2. Pouffed-out and cozy
Padded and quilted materials, cozy enough to furnish a bed with, have retained their appeal some time after they first surfaced on the women’s scene. Again, Craig Green’s collection applies and so too that of Quasimi, whose models carried pillows for a nap on the go. Taking the outsize expression to the max, streetwear cult name Michiko Koshino, who’s back in business, served up takes on the inflatable pieces with which she made her name in the ’80s. These Michelin-like creations appeared in the shape of full garments, such as a cropped jacket, as well as detachable hoods and sleeves.
3.Colorful paneling and patchwork (and don’t forget the crochet)
Multicolor paneling and patchwork gave a charmingly naïve flavor to the collections of Bobby Abley, Lou Dalton, Alex Mullins, Topman Design, Christopher Shannon and Vivienne Westwood. At J.W. Anderson, the tendency materialized in the shape of granny-style patchwork crochet, which adorned backpacks and pocket-patches. At its most effective, it was fashioned into oversize scarves tumbling nonchalantly from models’ shoulders.
4. Wild top-stitching and erratic embroidery
Contrast-stitch embroidery stood out during our exploration of the LFWM showroom collections. Honest Man’s distressed denim pieces owed much of their disheveled charm to stitch-work that looked as if it’d been applied by a child or a very angry machinist, in a good way. Berlin based designer Verena Schepperheyn employed a similar technique, though her versions looked more harmonious.
5. Shredded denim
Taking distressing to the next level, Christopher Shannon shredded a parade of denim looks to within an inch of their lives, styling them with colorful, web-like facewear created by UK name Rottingdean Bazaar.
6. Pull ‘em high
The wide leg pant trend – jeans included– continues apace. Its larger-than-life-appeal was boosted on the runway by pulling waistbands up to the max, tops firmly tucked in. Alex Mullins has long advocated this comfy styling trick, so it’s no surprise his proposition was a convincing one.
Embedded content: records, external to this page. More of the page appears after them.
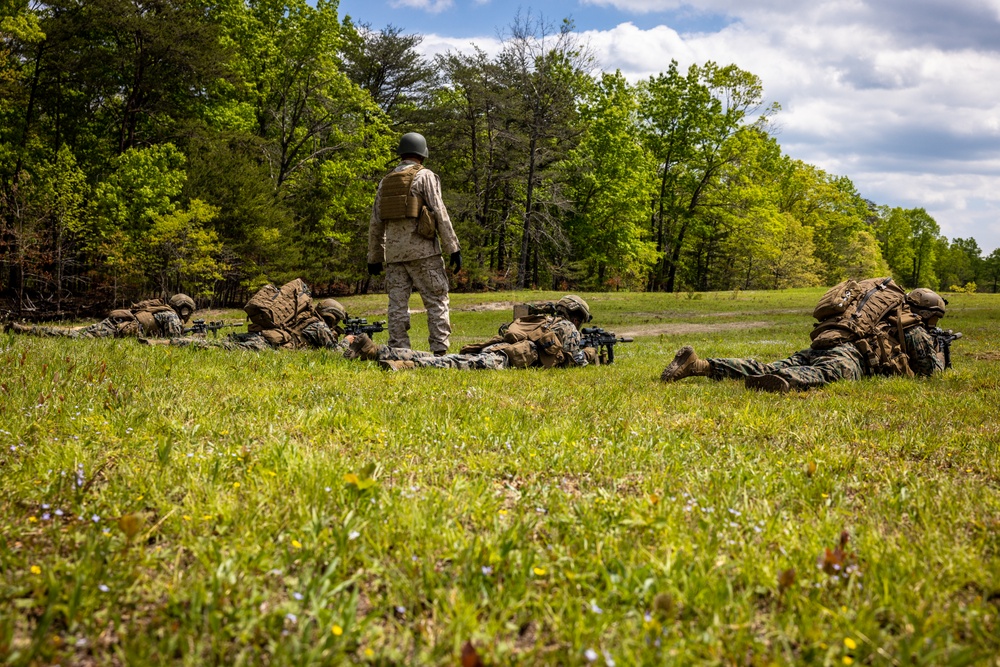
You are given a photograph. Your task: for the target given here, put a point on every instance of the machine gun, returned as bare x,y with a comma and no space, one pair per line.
358,325
202,327
943,339
603,341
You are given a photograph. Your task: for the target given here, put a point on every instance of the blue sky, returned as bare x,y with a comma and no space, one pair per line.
900,96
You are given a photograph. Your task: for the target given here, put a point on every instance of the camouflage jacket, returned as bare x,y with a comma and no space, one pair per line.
398,241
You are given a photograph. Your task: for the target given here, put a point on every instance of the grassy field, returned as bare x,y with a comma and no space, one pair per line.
184,506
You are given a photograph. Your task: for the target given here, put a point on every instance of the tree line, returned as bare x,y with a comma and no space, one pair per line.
210,146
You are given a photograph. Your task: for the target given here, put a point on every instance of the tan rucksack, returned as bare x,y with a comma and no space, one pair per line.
527,341
873,315
272,307
852,310
144,311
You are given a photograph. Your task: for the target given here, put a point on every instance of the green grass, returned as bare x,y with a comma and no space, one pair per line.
547,516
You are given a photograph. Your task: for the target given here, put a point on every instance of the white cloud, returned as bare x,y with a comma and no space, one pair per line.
432,6
897,95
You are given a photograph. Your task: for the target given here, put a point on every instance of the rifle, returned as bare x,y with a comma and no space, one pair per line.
202,327
943,339
358,325
604,341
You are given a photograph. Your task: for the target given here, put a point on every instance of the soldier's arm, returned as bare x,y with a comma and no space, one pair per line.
923,354
376,233
429,187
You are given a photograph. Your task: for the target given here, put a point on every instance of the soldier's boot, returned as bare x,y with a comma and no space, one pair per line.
773,383
396,365
685,364
362,347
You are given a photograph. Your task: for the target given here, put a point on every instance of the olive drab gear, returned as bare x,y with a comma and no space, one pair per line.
412,143
570,303
144,312
872,314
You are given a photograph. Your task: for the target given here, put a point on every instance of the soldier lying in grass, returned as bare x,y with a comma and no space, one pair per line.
152,318
545,340
900,343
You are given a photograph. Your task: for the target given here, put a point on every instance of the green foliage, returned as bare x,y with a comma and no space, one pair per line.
183,506
184,252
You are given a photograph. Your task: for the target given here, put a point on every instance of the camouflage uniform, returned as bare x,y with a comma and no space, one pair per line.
168,324
315,335
486,359
412,261
815,368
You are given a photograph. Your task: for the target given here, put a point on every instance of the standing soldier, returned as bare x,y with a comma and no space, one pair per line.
153,318
407,219
545,341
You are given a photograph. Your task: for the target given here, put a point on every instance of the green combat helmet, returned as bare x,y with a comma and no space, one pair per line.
412,143
928,304
183,305
332,312
572,303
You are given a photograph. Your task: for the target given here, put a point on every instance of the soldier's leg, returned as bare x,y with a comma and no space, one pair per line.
431,281
487,361
823,367
106,328
737,369
387,353
399,285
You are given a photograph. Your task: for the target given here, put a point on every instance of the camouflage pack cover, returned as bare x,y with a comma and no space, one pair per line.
853,309
273,307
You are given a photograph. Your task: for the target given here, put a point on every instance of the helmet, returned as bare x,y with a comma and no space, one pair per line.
926,303
180,302
412,143
570,303
331,308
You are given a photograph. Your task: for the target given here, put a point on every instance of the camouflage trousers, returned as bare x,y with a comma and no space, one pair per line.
104,329
804,369
488,361
428,277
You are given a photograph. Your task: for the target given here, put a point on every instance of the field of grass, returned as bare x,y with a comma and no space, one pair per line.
182,506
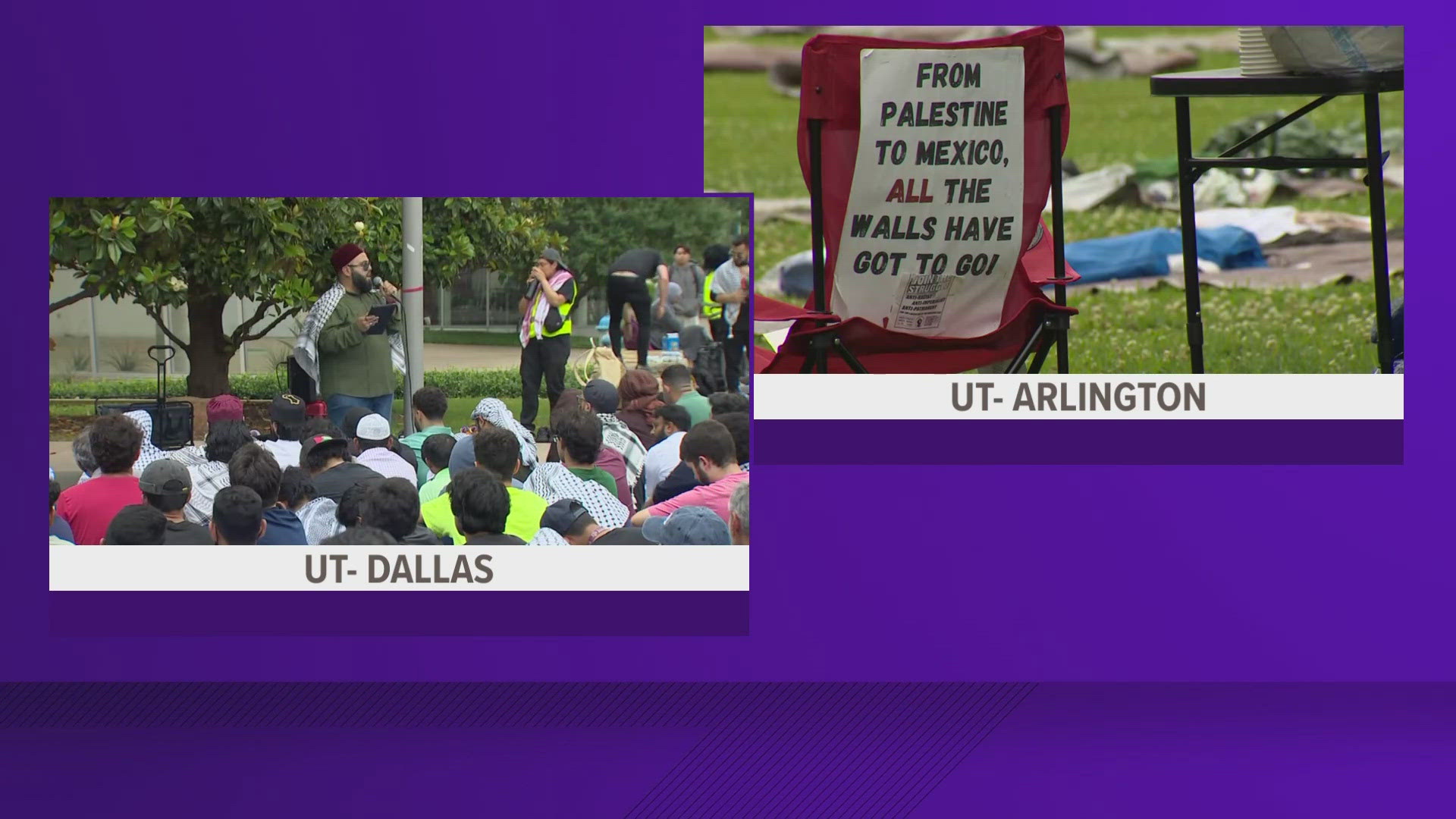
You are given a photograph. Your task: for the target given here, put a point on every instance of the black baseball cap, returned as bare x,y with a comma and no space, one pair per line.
165,477
351,420
563,515
321,441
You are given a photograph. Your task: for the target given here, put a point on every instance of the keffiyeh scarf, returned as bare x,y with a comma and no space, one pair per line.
555,482
495,411
306,350
617,435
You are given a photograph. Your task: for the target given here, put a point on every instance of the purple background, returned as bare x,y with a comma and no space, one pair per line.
871,573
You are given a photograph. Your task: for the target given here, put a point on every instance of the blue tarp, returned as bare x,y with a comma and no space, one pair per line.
1147,253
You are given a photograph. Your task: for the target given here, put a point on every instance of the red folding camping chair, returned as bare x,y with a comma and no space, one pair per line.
1031,324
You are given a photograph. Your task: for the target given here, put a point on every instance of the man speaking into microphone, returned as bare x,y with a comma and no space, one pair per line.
350,341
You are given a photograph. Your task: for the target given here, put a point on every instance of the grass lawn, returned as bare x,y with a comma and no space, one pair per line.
456,417
750,134
1316,330
490,337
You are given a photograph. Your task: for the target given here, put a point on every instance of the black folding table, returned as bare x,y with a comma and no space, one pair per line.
1229,82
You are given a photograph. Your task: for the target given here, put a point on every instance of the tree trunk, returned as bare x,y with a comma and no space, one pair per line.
209,349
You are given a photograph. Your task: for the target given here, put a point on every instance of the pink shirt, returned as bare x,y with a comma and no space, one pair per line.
714,496
91,506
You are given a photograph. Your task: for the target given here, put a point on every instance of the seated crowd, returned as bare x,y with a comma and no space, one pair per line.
647,461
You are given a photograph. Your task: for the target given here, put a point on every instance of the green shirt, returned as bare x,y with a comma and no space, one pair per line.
416,441
431,488
599,475
696,406
523,521
350,362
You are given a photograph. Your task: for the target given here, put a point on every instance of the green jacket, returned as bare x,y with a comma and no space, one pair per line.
350,362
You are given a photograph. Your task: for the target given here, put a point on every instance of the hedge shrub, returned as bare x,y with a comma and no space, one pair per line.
262,387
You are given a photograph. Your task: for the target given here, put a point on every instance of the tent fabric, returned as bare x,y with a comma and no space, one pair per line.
1147,253
832,93
887,352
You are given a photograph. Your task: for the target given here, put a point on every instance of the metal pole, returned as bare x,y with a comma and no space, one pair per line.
1375,178
95,347
1059,256
414,293
1190,229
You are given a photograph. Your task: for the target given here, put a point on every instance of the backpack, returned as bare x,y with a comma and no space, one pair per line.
711,369
599,363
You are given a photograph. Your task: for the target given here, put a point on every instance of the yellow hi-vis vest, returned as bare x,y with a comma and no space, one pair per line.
565,315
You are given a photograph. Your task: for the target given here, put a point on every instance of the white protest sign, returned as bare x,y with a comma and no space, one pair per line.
934,223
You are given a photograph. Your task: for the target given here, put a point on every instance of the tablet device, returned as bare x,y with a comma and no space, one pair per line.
384,312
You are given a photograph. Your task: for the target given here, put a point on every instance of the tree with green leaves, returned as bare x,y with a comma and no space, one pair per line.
201,253
601,229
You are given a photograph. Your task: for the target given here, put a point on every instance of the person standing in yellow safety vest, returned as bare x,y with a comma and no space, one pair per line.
728,287
551,290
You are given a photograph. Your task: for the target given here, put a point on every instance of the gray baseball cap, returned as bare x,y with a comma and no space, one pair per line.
165,477
688,526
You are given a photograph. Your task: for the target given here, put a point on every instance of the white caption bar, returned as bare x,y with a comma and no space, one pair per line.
929,397
322,569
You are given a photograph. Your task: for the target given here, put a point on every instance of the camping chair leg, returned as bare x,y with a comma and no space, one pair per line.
1027,347
849,357
1056,340
1059,253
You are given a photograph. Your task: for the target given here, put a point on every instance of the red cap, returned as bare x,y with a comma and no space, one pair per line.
344,256
224,409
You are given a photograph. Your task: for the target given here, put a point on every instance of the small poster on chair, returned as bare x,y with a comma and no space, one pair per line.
934,226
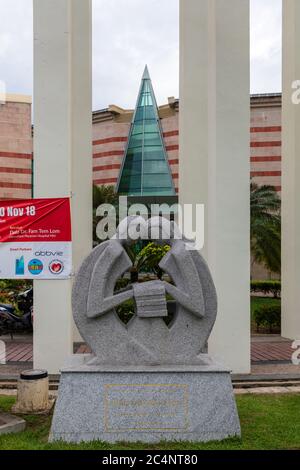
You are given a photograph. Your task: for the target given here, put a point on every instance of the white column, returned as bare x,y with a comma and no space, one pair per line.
214,157
62,155
291,172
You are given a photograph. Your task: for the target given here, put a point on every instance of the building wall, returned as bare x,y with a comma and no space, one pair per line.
110,133
15,148
110,138
265,141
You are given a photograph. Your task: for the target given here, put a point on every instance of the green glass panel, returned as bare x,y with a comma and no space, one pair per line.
145,169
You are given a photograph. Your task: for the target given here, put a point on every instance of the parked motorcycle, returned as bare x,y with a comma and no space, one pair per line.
10,321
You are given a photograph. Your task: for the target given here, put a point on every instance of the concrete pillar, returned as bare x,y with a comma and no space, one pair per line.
214,157
291,171
62,155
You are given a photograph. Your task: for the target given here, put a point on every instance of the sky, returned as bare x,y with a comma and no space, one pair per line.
126,35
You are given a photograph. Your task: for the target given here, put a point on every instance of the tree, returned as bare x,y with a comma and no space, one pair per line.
266,227
102,195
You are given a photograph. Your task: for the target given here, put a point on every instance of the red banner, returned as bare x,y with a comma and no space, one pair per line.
35,239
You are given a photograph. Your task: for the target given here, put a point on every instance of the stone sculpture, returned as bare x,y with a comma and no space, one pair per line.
147,379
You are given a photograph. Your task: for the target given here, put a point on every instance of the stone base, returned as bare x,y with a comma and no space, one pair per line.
148,404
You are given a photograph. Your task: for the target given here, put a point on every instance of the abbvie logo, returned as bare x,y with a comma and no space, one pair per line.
53,254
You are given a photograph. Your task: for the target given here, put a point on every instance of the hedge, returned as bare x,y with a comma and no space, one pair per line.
268,316
267,287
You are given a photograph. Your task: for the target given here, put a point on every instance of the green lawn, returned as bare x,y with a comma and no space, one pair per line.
258,302
268,422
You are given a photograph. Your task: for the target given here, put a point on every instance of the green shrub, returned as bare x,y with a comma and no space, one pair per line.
267,287
268,316
122,283
126,311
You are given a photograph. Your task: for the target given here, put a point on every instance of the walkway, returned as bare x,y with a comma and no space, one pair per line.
264,350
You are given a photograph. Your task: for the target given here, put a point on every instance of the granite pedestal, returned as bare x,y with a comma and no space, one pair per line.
144,403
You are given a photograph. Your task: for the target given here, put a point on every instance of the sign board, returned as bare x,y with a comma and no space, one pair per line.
35,239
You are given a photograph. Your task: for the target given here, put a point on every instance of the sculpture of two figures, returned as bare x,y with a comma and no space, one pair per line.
146,339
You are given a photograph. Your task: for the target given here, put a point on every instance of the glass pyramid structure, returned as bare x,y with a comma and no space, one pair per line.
145,170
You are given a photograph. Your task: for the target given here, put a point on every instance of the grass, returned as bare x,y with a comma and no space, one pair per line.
268,422
257,302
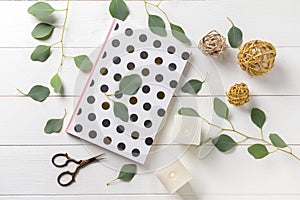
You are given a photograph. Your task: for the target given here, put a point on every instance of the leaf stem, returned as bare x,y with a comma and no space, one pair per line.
63,35
230,21
246,137
110,182
157,6
22,92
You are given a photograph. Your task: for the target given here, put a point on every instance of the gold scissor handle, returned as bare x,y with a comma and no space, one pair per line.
67,157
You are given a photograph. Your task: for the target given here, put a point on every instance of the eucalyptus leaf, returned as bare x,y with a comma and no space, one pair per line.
192,86
179,34
235,36
277,141
41,53
42,31
83,62
188,112
258,117
121,111
127,172
157,25
56,83
54,125
41,10
258,151
221,108
118,9
224,143
38,93
130,84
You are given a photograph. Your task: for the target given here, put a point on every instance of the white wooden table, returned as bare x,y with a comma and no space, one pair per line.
25,151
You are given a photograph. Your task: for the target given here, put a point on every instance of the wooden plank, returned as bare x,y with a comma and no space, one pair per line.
197,18
158,197
283,80
23,119
28,170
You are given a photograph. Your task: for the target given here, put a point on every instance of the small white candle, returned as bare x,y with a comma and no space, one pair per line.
187,130
174,176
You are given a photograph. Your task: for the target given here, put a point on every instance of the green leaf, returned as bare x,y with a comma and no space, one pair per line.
179,34
54,125
126,173
157,25
121,111
42,31
37,93
224,143
221,108
188,112
56,83
41,10
41,53
130,84
192,86
258,117
235,36
258,151
84,63
277,141
118,9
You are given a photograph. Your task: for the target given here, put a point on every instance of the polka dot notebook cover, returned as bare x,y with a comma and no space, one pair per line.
126,51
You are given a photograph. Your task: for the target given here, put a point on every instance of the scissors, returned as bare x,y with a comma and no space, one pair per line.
81,164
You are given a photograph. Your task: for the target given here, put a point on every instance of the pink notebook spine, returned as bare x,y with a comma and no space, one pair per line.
90,77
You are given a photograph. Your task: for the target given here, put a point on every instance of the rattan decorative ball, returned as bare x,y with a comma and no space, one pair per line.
257,57
238,94
212,44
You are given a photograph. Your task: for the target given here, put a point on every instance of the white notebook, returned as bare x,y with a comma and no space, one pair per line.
158,61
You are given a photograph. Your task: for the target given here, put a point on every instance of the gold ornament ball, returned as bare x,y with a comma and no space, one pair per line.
238,94
213,44
257,57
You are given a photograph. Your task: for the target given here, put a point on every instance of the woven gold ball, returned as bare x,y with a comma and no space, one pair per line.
238,94
257,57
212,44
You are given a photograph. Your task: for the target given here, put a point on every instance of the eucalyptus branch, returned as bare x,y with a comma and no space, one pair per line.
225,143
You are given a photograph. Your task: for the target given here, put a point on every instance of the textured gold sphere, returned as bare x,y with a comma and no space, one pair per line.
238,94
213,44
257,57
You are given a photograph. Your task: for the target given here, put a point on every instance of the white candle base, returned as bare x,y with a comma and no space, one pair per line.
174,176
187,130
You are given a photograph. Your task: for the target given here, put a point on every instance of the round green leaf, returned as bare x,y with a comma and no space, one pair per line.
188,112
84,63
235,37
39,93
42,31
118,9
130,84
56,83
121,111
258,117
41,10
192,86
179,34
224,143
258,151
221,108
41,53
53,126
127,172
157,25
277,141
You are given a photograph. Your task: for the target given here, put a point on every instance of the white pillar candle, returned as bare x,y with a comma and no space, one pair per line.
174,176
187,129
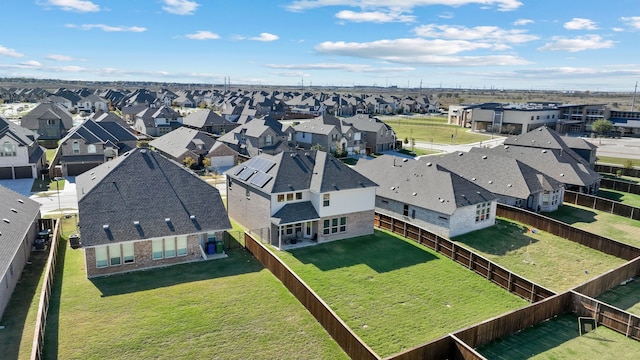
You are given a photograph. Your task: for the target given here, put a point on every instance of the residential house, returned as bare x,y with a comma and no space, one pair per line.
157,121
142,210
300,196
265,135
185,143
208,121
19,228
20,154
512,181
49,120
429,196
94,142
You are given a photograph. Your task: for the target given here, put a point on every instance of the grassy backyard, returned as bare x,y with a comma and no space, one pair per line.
231,308
548,260
559,338
396,294
599,222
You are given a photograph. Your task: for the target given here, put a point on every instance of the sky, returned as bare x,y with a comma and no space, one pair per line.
562,45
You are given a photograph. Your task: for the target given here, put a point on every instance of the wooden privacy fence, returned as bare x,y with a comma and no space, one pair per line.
339,331
594,241
45,293
613,169
602,204
467,258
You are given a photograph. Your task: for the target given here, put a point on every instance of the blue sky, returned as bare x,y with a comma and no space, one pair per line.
510,44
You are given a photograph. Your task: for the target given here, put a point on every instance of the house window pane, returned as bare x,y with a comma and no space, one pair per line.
182,245
101,256
156,248
169,247
127,253
114,255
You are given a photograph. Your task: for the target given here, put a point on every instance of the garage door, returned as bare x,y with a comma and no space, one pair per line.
23,172
222,161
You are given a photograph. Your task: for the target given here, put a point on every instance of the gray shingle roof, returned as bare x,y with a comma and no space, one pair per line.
21,212
144,186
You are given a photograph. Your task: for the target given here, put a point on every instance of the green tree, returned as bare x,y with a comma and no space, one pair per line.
602,126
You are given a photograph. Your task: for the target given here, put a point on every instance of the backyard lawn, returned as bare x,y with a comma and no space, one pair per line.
231,308
548,260
396,294
559,338
599,222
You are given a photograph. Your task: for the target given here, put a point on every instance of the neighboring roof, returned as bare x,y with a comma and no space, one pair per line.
47,111
295,213
20,212
144,186
181,140
422,184
298,170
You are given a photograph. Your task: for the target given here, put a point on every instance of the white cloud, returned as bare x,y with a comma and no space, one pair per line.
374,16
74,5
107,28
580,43
9,52
481,33
58,57
420,51
180,7
523,22
203,35
265,37
632,21
580,24
405,5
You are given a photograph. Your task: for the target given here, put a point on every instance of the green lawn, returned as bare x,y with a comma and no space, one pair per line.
548,260
396,294
623,197
599,222
231,308
427,130
560,338
625,297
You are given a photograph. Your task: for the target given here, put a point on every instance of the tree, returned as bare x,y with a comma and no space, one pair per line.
601,126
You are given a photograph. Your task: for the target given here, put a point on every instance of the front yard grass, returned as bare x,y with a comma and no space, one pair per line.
599,222
559,338
396,294
231,308
625,297
548,260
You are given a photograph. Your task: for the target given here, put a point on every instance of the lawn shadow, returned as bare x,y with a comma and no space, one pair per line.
382,252
503,237
238,262
17,310
573,214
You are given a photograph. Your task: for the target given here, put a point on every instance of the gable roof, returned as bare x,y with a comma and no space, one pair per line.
288,171
20,212
422,184
144,186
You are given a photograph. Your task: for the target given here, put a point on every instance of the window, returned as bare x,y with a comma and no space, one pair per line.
335,225
114,255
182,245
127,253
8,149
156,248
101,257
483,211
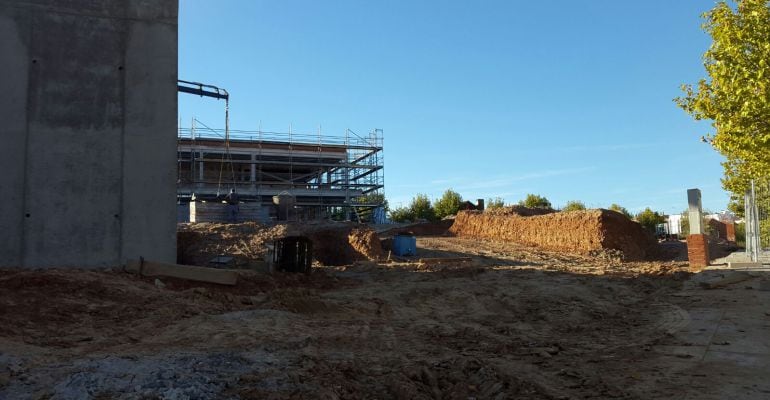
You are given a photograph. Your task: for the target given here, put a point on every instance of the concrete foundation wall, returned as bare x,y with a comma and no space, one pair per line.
88,148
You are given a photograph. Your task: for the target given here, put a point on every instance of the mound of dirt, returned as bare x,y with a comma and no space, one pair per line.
198,243
333,243
519,210
340,243
437,228
580,232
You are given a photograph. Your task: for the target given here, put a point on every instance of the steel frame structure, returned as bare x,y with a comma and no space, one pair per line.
328,175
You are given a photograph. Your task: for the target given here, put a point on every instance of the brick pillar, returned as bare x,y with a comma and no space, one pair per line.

Patrick Grant of E.Tautz is an equally talented manipulator of the rib-skimming maxi pant, while Liam Hodges artfully cinched his paper-bag style.
In a bid to infuse meaning into the bleak times in which we live, designers used LFWM as a vehicle to reveal their reflective sides. Poetic messages and meaningful words appeared on garments in the form of embroidery and print, but also as presentation-space wall coverings or actual poetry readings. In its simplest form, the word “Nowhere” appeared prominently across Tourne de Transmission’s pieces – in reference to the band Ride’s track of the same name. Astrid Andersen, meanwhile, invited south London poet and musician James Massiah to perform a bespoke mix, while models walked past in the season’s wares. Barbour International ushered in Scottish artist Robert Montgomery to customize a limited number of “see now buy now” A7 jackets with his signature poem art. Montgomery applied the poems live, underneath a large light-sculpture poem of his.